In March, a High Court master rejected Mr McKillen's application that the British courts had "no jurisdiction" to try the claims against him made by the billionaire Barclay brothers and Irish financier Derek Quinlan.
In that ruling, Master Bowles found that the British courts could hear the case against him because they had jurisdiction to hear a Barclays/Quinlan claim against the second defendant, Coroin, the hotels' holding company.
In the appeal before Mr Justice Behrens, McKillen's lawyers argued that Master Bowles had "erred" by ruling that Coroin was an appropriate "anchor defendant" because there was "no real issue" between it and the Barclays and Quinlan.
The “only real issue” at hand is the battle for control of the crucial swing shareholding in Coroin, which owns the Berkeley, the Connaught and Claridges, his lawyers argued then.
However, Mr Justice Behrens – in the latest legal chapter in the long-running and highly costly legal battle between the sides – found that Coroin “is not a nominal defendant and is a proper party to the proceedings”. He went on: “Coroin is a party with a real [rather than a nominal] interest in the litigation. The proceedings against Coroin can in no sense be described as abusive. The issue is one in which Coroin has a real interest in the outcome.

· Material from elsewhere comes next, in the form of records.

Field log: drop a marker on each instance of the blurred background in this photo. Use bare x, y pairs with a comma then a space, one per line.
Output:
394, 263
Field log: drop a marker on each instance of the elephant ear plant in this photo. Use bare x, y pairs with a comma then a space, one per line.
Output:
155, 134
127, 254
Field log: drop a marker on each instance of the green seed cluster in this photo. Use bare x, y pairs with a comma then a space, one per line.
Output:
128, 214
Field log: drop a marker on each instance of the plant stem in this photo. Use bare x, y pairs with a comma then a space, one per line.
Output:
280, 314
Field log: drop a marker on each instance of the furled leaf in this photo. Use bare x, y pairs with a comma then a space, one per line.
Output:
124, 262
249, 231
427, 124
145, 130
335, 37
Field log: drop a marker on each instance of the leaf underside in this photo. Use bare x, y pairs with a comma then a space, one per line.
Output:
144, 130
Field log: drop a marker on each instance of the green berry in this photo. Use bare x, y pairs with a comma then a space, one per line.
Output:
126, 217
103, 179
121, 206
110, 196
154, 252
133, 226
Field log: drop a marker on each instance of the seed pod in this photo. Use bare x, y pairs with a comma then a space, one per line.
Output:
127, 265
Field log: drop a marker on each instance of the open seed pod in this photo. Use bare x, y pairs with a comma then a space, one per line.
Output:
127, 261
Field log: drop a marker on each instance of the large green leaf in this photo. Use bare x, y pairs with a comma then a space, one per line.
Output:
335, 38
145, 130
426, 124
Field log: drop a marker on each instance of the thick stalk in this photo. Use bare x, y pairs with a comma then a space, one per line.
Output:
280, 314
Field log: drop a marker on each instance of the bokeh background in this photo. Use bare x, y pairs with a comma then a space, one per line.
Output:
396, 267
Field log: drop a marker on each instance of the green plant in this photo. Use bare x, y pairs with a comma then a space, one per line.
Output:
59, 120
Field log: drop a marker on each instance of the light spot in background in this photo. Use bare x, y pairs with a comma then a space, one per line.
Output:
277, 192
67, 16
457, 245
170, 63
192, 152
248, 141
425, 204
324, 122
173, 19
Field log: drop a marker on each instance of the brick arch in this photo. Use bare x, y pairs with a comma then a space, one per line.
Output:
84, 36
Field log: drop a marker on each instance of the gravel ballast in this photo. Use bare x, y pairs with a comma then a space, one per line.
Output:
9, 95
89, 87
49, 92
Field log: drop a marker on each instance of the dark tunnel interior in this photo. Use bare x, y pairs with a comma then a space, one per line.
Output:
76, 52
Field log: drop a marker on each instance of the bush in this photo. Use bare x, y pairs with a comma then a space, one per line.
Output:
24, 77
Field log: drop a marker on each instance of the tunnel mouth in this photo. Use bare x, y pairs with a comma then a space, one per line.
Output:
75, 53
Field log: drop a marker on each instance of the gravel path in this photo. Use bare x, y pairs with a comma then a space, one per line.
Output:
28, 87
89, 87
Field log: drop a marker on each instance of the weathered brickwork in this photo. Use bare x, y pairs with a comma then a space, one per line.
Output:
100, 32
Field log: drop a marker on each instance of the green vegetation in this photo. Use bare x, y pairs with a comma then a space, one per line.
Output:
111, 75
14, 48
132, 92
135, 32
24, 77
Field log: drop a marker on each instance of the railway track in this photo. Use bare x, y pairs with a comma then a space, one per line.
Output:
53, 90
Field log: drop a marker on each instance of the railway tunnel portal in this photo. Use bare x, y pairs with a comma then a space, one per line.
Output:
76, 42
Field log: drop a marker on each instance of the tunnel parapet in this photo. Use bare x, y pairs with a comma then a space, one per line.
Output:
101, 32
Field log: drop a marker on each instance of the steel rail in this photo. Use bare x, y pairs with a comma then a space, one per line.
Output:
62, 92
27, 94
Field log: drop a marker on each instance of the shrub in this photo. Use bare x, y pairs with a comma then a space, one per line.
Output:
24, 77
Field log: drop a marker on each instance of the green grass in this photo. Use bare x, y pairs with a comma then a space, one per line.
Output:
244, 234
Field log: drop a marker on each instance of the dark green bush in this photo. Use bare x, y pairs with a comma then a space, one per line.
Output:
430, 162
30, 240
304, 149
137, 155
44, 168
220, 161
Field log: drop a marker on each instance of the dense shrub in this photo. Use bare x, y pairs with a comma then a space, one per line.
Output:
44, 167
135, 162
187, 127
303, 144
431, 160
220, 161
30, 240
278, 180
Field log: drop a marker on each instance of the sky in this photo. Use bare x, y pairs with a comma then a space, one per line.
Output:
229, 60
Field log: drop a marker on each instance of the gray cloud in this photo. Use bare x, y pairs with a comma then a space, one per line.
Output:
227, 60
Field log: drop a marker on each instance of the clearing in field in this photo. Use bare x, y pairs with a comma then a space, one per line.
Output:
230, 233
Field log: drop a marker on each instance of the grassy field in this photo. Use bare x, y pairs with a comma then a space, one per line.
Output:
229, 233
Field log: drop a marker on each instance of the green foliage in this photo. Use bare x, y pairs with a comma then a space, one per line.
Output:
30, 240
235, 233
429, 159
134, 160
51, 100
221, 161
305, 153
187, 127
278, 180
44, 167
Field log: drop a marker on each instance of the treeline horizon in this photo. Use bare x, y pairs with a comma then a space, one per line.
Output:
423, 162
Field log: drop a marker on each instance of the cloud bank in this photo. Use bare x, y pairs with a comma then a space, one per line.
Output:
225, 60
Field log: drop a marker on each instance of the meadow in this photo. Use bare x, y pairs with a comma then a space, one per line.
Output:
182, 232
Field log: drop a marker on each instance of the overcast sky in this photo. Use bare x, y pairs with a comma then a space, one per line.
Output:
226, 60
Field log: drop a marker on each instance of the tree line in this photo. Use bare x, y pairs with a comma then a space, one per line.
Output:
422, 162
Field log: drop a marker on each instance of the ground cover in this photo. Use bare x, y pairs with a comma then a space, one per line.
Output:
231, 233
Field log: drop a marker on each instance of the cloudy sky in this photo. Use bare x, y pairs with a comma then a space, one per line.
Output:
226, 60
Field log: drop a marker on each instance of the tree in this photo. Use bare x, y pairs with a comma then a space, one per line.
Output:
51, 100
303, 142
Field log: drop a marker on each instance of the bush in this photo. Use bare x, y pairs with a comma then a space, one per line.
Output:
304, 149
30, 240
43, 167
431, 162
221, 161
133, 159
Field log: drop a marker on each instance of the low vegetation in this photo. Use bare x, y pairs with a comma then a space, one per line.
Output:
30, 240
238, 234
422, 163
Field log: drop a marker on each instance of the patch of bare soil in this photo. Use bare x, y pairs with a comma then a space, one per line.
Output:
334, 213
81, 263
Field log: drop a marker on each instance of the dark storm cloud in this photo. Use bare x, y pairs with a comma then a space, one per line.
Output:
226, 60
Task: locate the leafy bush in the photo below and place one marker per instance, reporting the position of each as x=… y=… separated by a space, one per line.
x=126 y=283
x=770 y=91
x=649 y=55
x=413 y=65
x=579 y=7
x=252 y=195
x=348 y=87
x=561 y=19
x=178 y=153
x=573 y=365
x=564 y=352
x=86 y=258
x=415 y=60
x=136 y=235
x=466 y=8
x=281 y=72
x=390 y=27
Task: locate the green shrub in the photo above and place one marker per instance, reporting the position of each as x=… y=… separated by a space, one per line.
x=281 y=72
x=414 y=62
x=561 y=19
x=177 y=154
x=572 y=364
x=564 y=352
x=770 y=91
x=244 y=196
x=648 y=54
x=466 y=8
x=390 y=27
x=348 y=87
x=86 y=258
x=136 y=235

“I also agree that the issues are so closely connected that it is expedient to hear and determine them together to avoid the risk of irreconcilable judgments resulting from separate proceedings.”
Mr McKillen owns 36.2 per cent of Coroin, the Barclays own 28.36 per cent. The remaining shares are owned by Derek Quinlan, who is now “in severe financial difficulties” and whose shares are fully charged to secure debts to Barclay-controlled companies.
The Barclays and Quinlan contend McKillen’s shares in the company should be offered to them for sale because debts owed originally to Anglo-Irish Bank have not been repaid.
If the British courts eventually find in favour of the Barclays and Quinlan, they have said that would call a meeting of Coroin directors, inviting them to rule that McKillen’s shares had to be offered up for sale.
Mr Justice Behrens said he did not accept the argument of Mr McKillen’s barrister, Mr John Macdonald QC, that “the primary dispute” in this case is between the Barclays and Quinlan, and Mr McKillen.
“[They] are not parties to the Anglo charge and have no rights to enforce it, he said, adding that Coroin itself is “as interested” as the Barclays and Quinlan in knowing whether McKillen’s security has become enforceable.
He said it "is not in dispute that Mr McKillen is not domiciled in England. He is Irish", but added Master Bowles had ruled Coroin is domiciled in England and "therefore can be used as an 'anchor defendant"'.
Meanwhile, the judge said he did not accept "that there is no risk of irreconcilable judgments" if a court in Ireland was to take a different view to a British one on whether McKillen's shares should be put for sale.
“If, for example, in proceedings to which Coroin was not a party an Irish court were to decide that it had not become enforceable, there would be nothing to stop the directors of Coroin taking a different view.”
An English court could reach the “opposite conclusion”.